Thirteen Poughkeepsie families had been worshipping
together for several years. Not comfortable in either the Orthodox or Reform congregations already available in the city, they decided the time was right to found their own congregation. As early as 1925, they held their own High Holy Day services in a building owned by Mr. I.H. Spitz. This Fallkill Building was on the corner of Main and Washington Streets. In October, 1927. They decided to purchase their own building from the Society of Friends. If you drive down Montgomery Street, you can see that original building at 110-112 Montgomery St.
The synagogue formally opened its doors in 1928. In 1930, the synagogue acquired the Temple Beth El cemetery on Route 44.

Long time residents of Poughkeepsie will recognize some of the names of the founders: Albert, Braw, Fleishman, Goldstein, Katz, Klein, Lass, Perlmutter, Rosen, Spitz, Tofel. Major R. Rosen was elected the first president of Temple Beth El.

Rabbi Haselkorn, former rabbi of Vassar Temple, served as Rabbi from 1935 until he entered the service n 1942. He was followed by Rabbi Holzer who served until 1946. From the beginning , Samuel Pressman volunteered as Cantor until his death in 1953.

Then in 1946, the growing congregation took a chance on a young rabbi who had recently immigrated to NYC from Germany. He, his wife Lilli and their young child Miriam arrived in Poughkeepsie and eagerly embraced their new home and community. And the community embraced this charismatic, loving and dedicated couple as well. For over 40 years, Rabbi Zimet oversaw this community as it grew from 75 families to 350 families while on Montgomery Street and from 1959 to over 800 families in our present home on 118 South Grand Avenue.
Lilli started a High Holiday Choir and a Youth Choir and ran the the religious school until the late 1980’s. As an early childhood educator, Lilli also taught nursery school for many years. During this period of growth, Sidney Rabinowitz became the first professional cantor at Temple Beth El and in 1967, Cantor Joseph Wieselman started his more than 20 year tenure as congregational cantor.

In 1987 the congregation hired Rabbi Stanley Schachter for a year, followed by Rabbi Charles Feinberg and Rabbi Jonathan Case. In 1990 Cantor Rena Shapiro joined Temple Beth-El as the first woman cantor and Miriam Rubin began her long tenure as principal of the religious school.

In 2002 TBE won the prestigious STAR Synsplex grant which funded creative and innovative programming over the course of three years. We became one of the first synagogues to embark on a three-year journey to engage our membership with creative Shabbat programs.

From August 2006 until September 2014, Rabbi Neal Loevinger served the congregation. He brought his intellect and commitment to pastoral care and tikun olam to his work. He is now serving as Director of Spiritual Care and Ethics Coordinator at Vassar Hospital Medical Center.

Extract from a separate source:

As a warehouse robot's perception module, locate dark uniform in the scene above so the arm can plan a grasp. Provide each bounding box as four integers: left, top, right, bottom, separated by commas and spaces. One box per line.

Our current spiritual leader, Rabbi Daniel Victor, is bringing the congregation into its next phase- redefining the synagogue’s mission and goals based on the changing needs of the community. With his passion, energy and his commitment to the Conservative movement’s mantra of “Tradition and Change” , Rabbi Victor is committed to enhancing traditional an alternative spiritual practices and putting relationships in the forefront of a renewed vision of what our community looks like. Working hand in hand with Rabbi Victor, Rabbi Miriam Hyman serves as Rosh Tifilah- prayer leader- and director of a dynamic re-envisioned religious school and youth program. Together with a professional staff and strong lay leadership as well as with involvement of a diverse, engaged membership, Temple Beth El is poised to meet the demands and challenges of modern Jewish synagogue life.